Inside Somalia's preliminary agreement with Somaliland in Djibouti-organised summit


MOGADISHU, Somalia - A technical committee comprising of representatives from secessionist Somaliland and Somalia has been picked to steer the reconciliation process between the two parties, Djibouti announced on Sunday, just hours after a meeting that involved top leadership from the Horn of Africa.

Under the stewardship of Djibouti President Ismael Omar Guelleh and Ethiopian PM Ahmed Abiy, President Mohamed Abdullahi Farmajo and Somaliland leader Muse Bihi Abdi met in Djibouti, in a meeting which gives hope for a revival of unitary talks between Hargeisa and Mogadishu.

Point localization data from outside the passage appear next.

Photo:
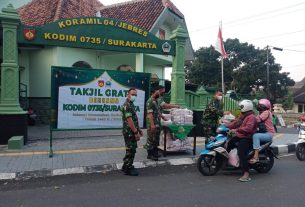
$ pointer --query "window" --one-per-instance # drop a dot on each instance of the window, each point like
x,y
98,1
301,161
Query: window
x,y
161,34
81,64
300,108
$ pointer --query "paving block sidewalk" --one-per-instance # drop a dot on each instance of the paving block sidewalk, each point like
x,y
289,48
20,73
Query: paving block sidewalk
x,y
91,151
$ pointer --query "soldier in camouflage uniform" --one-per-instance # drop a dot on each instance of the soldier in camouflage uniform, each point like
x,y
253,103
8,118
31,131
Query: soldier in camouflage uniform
x,y
131,132
211,115
153,119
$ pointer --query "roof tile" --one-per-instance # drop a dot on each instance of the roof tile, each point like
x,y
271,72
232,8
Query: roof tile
x,y
40,12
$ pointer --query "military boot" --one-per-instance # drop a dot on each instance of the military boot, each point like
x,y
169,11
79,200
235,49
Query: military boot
x,y
156,153
131,171
151,156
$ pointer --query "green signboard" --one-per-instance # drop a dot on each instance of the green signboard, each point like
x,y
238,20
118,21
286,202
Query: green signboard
x,y
96,33
92,98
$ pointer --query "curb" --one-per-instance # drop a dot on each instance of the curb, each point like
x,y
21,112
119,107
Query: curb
x,y
284,149
92,169
278,150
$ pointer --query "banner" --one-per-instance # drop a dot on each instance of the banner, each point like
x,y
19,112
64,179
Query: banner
x,y
95,33
92,98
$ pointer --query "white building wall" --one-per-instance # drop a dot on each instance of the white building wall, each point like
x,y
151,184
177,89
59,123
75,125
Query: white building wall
x,y
40,72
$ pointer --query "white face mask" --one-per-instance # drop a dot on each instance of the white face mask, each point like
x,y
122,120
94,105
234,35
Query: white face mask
x,y
219,97
132,98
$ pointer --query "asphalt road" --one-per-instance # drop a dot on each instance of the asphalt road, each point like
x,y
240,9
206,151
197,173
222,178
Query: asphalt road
x,y
171,186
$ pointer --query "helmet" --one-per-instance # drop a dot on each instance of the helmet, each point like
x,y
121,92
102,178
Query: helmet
x,y
246,105
263,104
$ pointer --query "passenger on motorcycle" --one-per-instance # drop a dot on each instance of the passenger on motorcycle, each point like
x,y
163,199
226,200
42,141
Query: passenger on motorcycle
x,y
243,128
265,132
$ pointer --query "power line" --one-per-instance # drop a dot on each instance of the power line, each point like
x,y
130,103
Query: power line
x,y
294,50
277,35
293,66
297,44
254,16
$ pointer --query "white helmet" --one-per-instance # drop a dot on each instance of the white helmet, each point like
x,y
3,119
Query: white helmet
x,y
246,105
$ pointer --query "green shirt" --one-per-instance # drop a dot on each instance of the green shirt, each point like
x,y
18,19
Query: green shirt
x,y
128,110
152,106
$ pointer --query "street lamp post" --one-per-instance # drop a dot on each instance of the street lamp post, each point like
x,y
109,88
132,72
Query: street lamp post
x,y
268,85
268,91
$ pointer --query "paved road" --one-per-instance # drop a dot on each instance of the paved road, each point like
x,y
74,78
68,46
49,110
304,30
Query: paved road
x,y
162,187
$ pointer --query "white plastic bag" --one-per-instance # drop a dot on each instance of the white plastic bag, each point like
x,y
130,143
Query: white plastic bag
x,y
233,158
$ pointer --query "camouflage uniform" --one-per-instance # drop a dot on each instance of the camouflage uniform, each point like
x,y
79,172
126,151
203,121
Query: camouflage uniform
x,y
211,116
153,137
128,110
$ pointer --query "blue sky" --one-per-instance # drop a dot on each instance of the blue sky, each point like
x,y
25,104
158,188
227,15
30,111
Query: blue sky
x,y
278,23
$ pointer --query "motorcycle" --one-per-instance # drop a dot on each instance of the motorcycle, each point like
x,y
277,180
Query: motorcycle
x,y
215,156
300,148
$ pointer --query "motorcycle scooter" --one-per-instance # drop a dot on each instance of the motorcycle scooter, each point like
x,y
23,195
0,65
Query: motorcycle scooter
x,y
300,148
215,156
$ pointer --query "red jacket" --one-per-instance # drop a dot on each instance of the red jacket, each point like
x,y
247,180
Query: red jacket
x,y
248,126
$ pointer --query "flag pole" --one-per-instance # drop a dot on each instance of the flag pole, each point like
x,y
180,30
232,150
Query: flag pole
x,y
222,78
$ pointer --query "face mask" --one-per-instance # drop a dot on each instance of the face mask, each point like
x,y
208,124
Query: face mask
x,y
132,98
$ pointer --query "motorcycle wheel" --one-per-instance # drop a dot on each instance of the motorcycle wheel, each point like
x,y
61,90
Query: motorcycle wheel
x,y
265,162
300,152
207,166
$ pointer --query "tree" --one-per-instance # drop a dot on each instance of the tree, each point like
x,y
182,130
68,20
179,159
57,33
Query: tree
x,y
244,71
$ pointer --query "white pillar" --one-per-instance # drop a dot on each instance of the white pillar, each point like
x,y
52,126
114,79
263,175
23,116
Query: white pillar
x,y
139,62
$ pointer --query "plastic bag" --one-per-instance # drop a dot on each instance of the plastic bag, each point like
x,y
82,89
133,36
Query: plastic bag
x,y
233,158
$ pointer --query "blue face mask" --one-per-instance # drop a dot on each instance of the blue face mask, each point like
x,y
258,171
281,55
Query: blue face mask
x,y
132,98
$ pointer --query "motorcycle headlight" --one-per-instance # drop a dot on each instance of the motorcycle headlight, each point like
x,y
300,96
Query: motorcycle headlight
x,y
219,142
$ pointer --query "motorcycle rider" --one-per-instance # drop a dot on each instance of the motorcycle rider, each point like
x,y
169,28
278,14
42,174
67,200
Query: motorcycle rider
x,y
243,128
266,133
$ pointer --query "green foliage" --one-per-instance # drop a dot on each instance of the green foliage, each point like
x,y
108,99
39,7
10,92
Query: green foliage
x,y
244,71
288,101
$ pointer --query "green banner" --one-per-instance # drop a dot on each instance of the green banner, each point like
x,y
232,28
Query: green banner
x,y
96,33
92,98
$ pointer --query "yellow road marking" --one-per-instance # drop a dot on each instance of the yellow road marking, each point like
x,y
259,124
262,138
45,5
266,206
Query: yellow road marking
x,y
3,154
277,136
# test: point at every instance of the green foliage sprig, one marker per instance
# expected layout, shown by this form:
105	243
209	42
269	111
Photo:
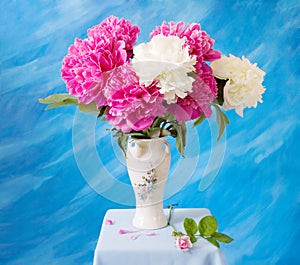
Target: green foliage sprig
205	228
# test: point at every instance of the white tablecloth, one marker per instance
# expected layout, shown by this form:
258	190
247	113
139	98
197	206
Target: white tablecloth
159	249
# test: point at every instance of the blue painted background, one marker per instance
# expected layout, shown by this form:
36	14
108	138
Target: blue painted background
49	214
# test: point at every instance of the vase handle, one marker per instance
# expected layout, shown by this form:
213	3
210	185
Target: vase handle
135	150
167	146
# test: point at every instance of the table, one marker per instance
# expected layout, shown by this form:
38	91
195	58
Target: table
114	248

Since 1991 after the ouster of dictator Siad Barre, Somaliland has been running a parallel functional government, but it's yet to be recognized by the international community, about three decades later. The impasse has necessitated talks between the two parties.

In a communique issued by Djibouti shortly after the meeting, the two rival leaders agreed to form a technical committee, which among others, will look into it some of the contentious issues between Somaliland and Somalia.

The committee, Djibouti added in the statement, will resume talks between the two sides which had stalled, besides making a follow up for some "pending" issues which they had previously agreed upon.

"The president of Somalia and that of Somaliland have come to the understanding that technical committee comprising of members of the two delegations will resume talks between the two sides and also follow up pending issues agreed upon between the two sides," reads the statement.

It's not the first time the two parties are trying to reconcile. A committee had been set by both parties to solve the stalemate but had not come up with conclusive suggestions, partly due to internal disagreements.

According to the communique, both sides agreed albeit temporarily not to politicize development and investment initiatives, adding that negotiations will go on as usual until a binding solution is reached.

"The two sides agreed not to politicize development and investment. The summit proposed Djibouti as the venue for the technical committee meetings," added the statement, noting that Djibouti will be the host of the dialogue.

The international community, which reportedly piled pressure on the two sides to meet, was tasked to give "necessary" support, but the nature of the help wasn't revealed, although the European Union and the US had previously promised to give financial support.

"It's paramount to note that the interest of the people remains the epicenter of the process. The summit asks the international partners to support the process."

Guelleh, who convened the meeting, said Djibouti will continue to support Somalia until a solution is reached, adding that a long-term solution was necessary for the entire Horn of Africa nation, which is currently facing a myriad of pandemics.

"As Djiboutians, we always remain hopeful that our brotherly Somali peoples will find a way forward together and we will always stand with you to help foster the best outcomes for everyone involved," he said in a tweet.

Ethiopian PM Ahmed, who had in February brokered a similar meeting, hailed the two leaders for agreeing to meet, adding that the reunion would serve as a pacemaker for many unity meetings in the coming weeks.

"I am pleased that the consultation summit on relations between Somalia and Somaliland, hosted by Ismail Oguelleh with the presence of Farmaajo and Muse Bihi took place today," he noted. "This is a critical demonstration of open dialogue and reconciliation for national and regional development."

Somalia is set to hold elections later this year and there have been talks to have representatives from Somaliland in the national assembly. In February, Farmajo apologized for atrocities committed by Mogadishu authorities in the 80s.